Den Kindern gehört unsere Zukunft - warum sie nicht also jetzt dazu einladen, eben diese mitzugestalten? Mit dem "Neusser Modell" möchte ich als künftiger Bürgermeister Kinder und Jugendliche stärker beteiligen. Denn viele der Entscheidungen, die in der Stadt getroffen werden, betreffen gerade unsere Jüngsten - wenn etwa Bolzplätze verschwinden, Jugendprogramme gestrichen werden oder Schulen erneuert werden müssen.

Daher bin ich froh, dass die monatelange Vorarbeit des Jugendhilfeausschusses nun in einen Antrag mündet, der dem "Neusser Modell" den Weg bereiten soll. Es hat sich gezeigt, dass Kinder und Jugendliche sich beteiligen wollen, nur brauchen sie das richtige Format dafür. Dieses Format können sie aktiv mitentwickeln, damit wir eine Form finden, die gut zum Nachwuchs in Neuss passt.
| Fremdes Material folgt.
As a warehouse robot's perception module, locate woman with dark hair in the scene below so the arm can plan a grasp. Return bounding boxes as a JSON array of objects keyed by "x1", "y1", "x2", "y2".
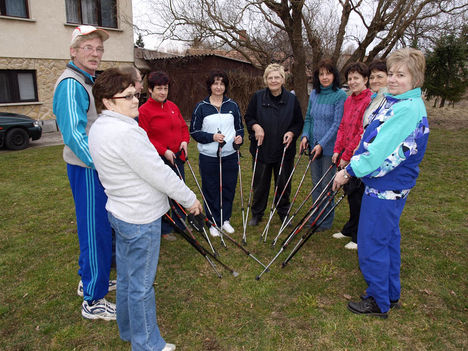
[
  {"x1": 138, "y1": 71, "x2": 190, "y2": 241},
  {"x1": 300, "y1": 59, "x2": 347, "y2": 231},
  {"x1": 334, "y1": 48, "x2": 429, "y2": 318},
  {"x1": 190, "y1": 71, "x2": 244, "y2": 236},
  {"x1": 362, "y1": 60, "x2": 388, "y2": 128},
  {"x1": 332, "y1": 62, "x2": 371, "y2": 250},
  {"x1": 89, "y1": 68, "x2": 202, "y2": 351}
]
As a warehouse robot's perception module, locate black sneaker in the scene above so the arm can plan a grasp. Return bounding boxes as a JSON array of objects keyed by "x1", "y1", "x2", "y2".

Das Konzept zur kommunalpolitischen Beteiligung von Kindern und Jugendlichen soll aus Drei Säulen bestehen: Die Kinder und Jugendlichen sollen aktiv bei kommunalpolitischen Prozessen und Abläufen beraten und mitentscheiden können, wir möchten Kindern und Jugendlichen die Strukturen der Kommunalpolitik näher bringen und ihnen erklären, wir Vorgänge funktionieren und die Belange von Kindern und Jugendlichen sollen bei kommunalpolitischen Entscheidungen konsequent berücksichtigt werden.

Damit schaffen wir den Rahmen, die Ideen der Kinder und Jugendlichen in die Politik einfließen zu lassen - denn schließlich arbeiten wir heute an ihrer Stadt von morgen. Als Bürgermeister werde ich sie sehr viel intensiver beteiligen.